The Nakamura Lectureship was established by the UCSB Materials Department in 2014 in honor of Materials professor and Nobel Laureate, Shuji Nakamura.

Prof. Yulin Chen, Oxford University

On Friday, April 14, Prof. Yulin Chen from Oxford University lectured on how the precise understanding of the information provided by the electronic structure of matter, which determines electric, magnetic, and optical properties, will guide the design of potential applications of quantum materials. 

Prof. Chen gave a brief introduction to the powerful experimental technique known as ARPES, angle-resolved photoemission spectroscopy, which is an effective method of determining the electronic structure of materials. He then spoke about recent applications of ARPES to topological quantum materials, including topological insulators, Dirac, and Weyl semimetals. Towards the the of the lecture, Prof. Chen reviewed the most recent development in ARPES and gave his perspective on its directions and applications. 
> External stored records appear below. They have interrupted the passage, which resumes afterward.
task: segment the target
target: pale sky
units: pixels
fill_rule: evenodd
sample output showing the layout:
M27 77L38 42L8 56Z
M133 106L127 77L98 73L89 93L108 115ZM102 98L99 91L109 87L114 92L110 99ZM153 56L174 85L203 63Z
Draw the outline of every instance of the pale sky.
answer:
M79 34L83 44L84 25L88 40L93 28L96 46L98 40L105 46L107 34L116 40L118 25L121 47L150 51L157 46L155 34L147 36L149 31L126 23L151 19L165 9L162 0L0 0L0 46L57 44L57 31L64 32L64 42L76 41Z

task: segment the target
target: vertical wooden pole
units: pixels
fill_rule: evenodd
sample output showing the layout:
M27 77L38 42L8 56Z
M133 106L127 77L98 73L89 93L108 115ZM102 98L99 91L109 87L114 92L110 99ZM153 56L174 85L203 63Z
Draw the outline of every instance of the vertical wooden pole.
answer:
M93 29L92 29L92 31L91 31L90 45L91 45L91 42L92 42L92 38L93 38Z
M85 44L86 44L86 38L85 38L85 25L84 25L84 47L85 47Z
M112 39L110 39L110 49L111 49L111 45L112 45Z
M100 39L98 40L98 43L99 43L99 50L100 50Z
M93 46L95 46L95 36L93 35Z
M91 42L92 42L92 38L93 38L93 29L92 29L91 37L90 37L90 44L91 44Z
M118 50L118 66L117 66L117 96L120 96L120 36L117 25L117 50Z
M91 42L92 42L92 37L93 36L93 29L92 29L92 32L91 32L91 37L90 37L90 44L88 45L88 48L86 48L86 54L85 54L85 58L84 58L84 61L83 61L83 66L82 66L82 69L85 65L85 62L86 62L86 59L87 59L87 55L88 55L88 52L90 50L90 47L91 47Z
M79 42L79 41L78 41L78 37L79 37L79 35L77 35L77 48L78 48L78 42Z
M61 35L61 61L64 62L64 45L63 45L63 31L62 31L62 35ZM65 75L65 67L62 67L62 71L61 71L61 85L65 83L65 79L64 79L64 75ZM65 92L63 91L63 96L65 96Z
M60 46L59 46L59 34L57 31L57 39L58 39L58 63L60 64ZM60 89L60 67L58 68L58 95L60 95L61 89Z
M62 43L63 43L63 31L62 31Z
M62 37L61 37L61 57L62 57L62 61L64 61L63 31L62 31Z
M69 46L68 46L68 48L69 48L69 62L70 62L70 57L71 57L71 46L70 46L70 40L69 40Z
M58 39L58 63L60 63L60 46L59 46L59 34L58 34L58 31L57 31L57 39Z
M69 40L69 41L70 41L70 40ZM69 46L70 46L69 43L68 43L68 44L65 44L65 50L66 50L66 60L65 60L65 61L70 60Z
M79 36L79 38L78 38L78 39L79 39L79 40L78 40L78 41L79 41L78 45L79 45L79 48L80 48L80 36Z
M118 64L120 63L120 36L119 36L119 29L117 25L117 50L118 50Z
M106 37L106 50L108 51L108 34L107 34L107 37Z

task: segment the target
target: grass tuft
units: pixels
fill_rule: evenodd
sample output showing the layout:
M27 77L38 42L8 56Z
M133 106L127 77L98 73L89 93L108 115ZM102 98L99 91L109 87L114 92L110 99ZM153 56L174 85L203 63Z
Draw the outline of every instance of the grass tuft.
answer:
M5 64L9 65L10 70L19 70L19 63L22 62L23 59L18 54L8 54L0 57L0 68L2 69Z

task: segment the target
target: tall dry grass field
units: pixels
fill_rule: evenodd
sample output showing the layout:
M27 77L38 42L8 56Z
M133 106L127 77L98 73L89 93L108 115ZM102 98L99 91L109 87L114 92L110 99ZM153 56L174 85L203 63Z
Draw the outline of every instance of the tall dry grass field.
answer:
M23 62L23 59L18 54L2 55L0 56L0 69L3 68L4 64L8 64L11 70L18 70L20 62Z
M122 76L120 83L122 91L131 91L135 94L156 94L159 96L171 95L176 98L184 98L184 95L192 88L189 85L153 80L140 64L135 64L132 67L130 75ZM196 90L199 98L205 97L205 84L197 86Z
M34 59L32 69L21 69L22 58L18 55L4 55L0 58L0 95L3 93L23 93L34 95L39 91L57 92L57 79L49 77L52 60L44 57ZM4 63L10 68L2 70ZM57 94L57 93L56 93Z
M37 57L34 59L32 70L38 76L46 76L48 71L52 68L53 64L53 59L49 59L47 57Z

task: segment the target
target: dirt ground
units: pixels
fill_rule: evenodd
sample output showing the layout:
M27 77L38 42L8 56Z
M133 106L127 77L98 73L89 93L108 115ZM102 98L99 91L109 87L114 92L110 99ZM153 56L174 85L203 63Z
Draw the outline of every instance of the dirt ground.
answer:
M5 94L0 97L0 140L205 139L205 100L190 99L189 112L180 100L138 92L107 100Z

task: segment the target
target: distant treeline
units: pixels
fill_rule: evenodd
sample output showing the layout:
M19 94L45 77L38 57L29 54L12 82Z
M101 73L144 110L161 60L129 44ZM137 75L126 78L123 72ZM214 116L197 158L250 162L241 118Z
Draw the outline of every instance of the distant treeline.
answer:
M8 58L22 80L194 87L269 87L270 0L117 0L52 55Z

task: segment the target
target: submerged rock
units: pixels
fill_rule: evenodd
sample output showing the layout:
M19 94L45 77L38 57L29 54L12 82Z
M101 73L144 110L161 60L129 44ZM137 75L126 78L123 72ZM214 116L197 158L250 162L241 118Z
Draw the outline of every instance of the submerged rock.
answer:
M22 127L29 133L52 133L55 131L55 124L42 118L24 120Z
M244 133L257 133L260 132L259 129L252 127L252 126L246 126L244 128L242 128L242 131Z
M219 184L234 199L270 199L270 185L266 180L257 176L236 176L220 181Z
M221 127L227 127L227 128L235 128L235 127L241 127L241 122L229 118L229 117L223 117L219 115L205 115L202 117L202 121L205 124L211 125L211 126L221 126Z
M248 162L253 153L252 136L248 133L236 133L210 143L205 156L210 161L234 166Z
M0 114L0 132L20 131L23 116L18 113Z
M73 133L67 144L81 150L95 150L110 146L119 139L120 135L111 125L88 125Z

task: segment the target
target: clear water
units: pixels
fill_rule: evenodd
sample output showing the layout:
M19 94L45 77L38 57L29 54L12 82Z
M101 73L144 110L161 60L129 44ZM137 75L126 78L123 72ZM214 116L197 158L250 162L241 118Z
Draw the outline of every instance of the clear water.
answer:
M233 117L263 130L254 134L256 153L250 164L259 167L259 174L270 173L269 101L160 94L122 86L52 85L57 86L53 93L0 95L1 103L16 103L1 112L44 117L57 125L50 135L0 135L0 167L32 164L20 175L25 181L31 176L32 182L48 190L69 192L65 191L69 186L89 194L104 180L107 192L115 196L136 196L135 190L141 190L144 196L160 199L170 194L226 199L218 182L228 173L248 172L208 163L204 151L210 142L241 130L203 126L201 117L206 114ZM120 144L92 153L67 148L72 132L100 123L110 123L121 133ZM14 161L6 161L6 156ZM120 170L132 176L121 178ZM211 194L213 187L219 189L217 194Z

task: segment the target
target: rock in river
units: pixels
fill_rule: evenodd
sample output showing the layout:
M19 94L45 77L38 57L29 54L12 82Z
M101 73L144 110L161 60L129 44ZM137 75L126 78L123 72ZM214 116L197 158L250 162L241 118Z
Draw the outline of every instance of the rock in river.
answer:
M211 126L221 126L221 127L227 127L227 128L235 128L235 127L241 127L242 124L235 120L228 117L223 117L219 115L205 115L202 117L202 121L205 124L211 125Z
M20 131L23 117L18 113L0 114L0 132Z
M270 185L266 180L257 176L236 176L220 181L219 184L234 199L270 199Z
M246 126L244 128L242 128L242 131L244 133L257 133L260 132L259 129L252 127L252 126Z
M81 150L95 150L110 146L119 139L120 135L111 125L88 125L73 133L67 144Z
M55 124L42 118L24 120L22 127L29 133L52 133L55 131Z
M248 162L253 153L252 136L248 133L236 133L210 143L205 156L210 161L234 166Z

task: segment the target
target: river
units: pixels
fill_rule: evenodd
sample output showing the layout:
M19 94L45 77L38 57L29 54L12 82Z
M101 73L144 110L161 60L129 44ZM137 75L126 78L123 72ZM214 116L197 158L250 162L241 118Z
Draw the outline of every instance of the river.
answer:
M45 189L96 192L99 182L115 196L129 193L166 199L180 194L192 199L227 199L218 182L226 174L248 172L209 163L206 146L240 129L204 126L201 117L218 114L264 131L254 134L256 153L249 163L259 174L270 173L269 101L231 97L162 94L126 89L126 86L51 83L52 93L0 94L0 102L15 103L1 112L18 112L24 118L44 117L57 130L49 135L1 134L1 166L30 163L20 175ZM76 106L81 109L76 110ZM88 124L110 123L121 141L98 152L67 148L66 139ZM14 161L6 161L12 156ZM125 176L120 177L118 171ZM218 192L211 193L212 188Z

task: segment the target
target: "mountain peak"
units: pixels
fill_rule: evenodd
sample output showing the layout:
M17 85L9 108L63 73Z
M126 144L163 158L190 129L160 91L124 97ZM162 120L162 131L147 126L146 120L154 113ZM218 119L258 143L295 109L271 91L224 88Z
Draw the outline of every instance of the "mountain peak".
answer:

Prof .Chen received his B.S. from the University of Science & Technology of China and his Ph.D. in Physics from Stanford University. After a year of postdoctoral research at SLAC National Accelerator Laboratory, he became an associate staff scientist, then a staff scientist there. He jointed the University of Oxford as a University Lecturer and Fellow of the Jesus College, then as an associate professor. Prof. Chen is also an adjunct professor in Tsinghua University and a distinguished adjunct professor at ShanghaiTech University.

His research interest lies in understanding the behavior of electrons in unconventional materials, including topological quantum materials, strongly correlated electron systems and functional materials. Prof. Chen is also devoted in developing advanced instrumentation with new capability to drive the current research frontier.

Due to his contribution to the field of topological quantum materials, Prof. Chen was awarded the William E. and Diane M. Spicer Young Investigator Award and OCPA Outstanding Young Research Award.